The draft law, criticised by industry as too harsh but by Germany as not strict enough, will regulate the euro money market funds sector, demanding some funds set aside cash buffers to avoid a panic should many investors withdraw money at once.
This would lower what EU financial services chief Michel Barnier said was a risk to the financial system from the trillion euro sector, but users of the funds warn that demanding funds hoard more for a rainy day would make them too expensive.
The changes are part of efforts to shine a light on shadow banking, a 24-trillion-euro industry in Europe - half the world’s total - that comprises money market funds, some hedge funds, and firms involved in securities lending and repurchase markets.
Such groups borrow and lend, just like banks do, but because they are not banks they often fall outside the remit of regulation, which is why they are considered to be in the “shadow” of traditional finance.
In the European Union, money market funds are mainly based in France, Ireland and Luxembourg and are heavily used by companies in Germany, Britain and elsewhere.
For companies, they are an alternative home for short-term cash so that they can spread their reserves rather than leaving them with one bank. Unlike banks, the funds have no access to support from central banks such as the European Central Bank if things go wrong.
But the vast unchartered territory unnerves regulators in part because the sector is closely intertwined with banks, who often sponsor the funds as well as relying on them for finance themselves.
“We are not pointing an accusing finger at the sector. We just want it to work smoothly. There should be transparency and there should be good supervision,” Barnier told reporters. “Finance should be serving the economy and not itself alone.”
The European plans draw on ideas in a global blueprint that will be submitted for approval to the world’s 20 leading economies when their leaders meet in Russia on Thursday and Friday.
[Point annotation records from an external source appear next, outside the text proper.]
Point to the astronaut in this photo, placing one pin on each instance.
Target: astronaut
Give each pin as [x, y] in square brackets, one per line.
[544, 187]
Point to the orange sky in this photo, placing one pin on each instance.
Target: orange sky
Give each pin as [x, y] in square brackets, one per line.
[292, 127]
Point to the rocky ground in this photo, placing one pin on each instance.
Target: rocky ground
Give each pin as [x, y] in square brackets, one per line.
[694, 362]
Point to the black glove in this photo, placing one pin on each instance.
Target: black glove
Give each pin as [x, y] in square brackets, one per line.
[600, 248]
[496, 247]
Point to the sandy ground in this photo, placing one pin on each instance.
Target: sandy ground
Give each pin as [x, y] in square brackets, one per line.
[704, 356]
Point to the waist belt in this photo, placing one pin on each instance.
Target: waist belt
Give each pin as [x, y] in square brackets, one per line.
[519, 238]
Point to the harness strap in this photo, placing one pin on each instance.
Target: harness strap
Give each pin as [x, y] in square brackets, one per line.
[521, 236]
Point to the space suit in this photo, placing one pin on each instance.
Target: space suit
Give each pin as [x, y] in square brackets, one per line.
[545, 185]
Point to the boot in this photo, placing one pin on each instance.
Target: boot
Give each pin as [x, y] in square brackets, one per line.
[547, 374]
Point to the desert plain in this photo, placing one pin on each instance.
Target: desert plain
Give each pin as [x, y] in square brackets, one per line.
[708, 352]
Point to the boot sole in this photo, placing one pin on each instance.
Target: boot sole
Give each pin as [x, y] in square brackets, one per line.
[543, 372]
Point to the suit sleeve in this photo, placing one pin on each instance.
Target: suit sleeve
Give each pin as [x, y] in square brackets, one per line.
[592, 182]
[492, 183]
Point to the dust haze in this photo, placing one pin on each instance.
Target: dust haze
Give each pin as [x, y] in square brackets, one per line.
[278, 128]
In some cases, the EU reform is more ambitious.
The reform is a response to the 2007-2008 financial crisis, which was brought on by the collapse in prices of securities tied to risky home loans.
“Shadow banking was at the heart of the crisis,” said Frederic Hache, a former derivatives banker who works with public-interest group Finance Watch. “As bank regulation has since tightened, activity may shift into the shadow sector.”
The most controversial element in Barnier’s proposal is a requirement for one type of money market fund, known as constant net asset value (CNAV) funds, to hold a cash buffer equivalent to 3 percent of their assets, with a three-year phase in.
Such funds seek to maintain a stable price of 1 euro per share when investors redeem or buy shares in them, to keep the value of their holding steady.
The buffer would provide a safety cushion in case there is a run on the fund, as seen in the United States when the value of one U.S. fund “broke the buck” and fell below $1 per share.
Funds whose share prices float in line with performance are spared the requirement of maintaining the buffer. Excluding them is meant to prompt funds to adopt the model of floating share prices, which are seen by regulators as more transparent.
The funds in the EU, which include BlackRock and Legal & General, are evenly split between the two types.
Barnier said he was not “waging a war” on CNAV funds and that the buffer was a compromise after calls from the European Systemic Risk Board, a body linked to the ECB, Germany and France for an outright ban.
Germany’s Finance Ministry said on Wednesday that the Commission’s blueprint had not gone far enough.
Industry, on the other hand, argued for a gentler approach. The Institutional Money Market Funds Association, an industry body, said some of the proposed regulatory changes would make the market more resilient but that a buffer was inappropriate.
Martin O‘Donovan, deputy policy and technical director at Britain’s Association of Corporate Treasurers said a three percent buffer would make funds unviable. “To cover that, their rates would no longer be competitive.”
The United States is also discussing new rules for money market funds but has stopped short so far of proposing cash buffers.
The draft law also effectively bans credit ratings on money market funds, to stop a potential downgrade sparking panic, a proposal criticised by ratings agencies Moody’s and Standard & Poor‘s.
The European Union’s 28 member states and the bloc’s parliament have the final say on the draft law and some changes are likely.
Barnier also published a “roadmap” on how the EU plans to regulate other parts of the wider sector, including a suggestion that all institutions involved in shadow banking set aside capital buffers to cover risks.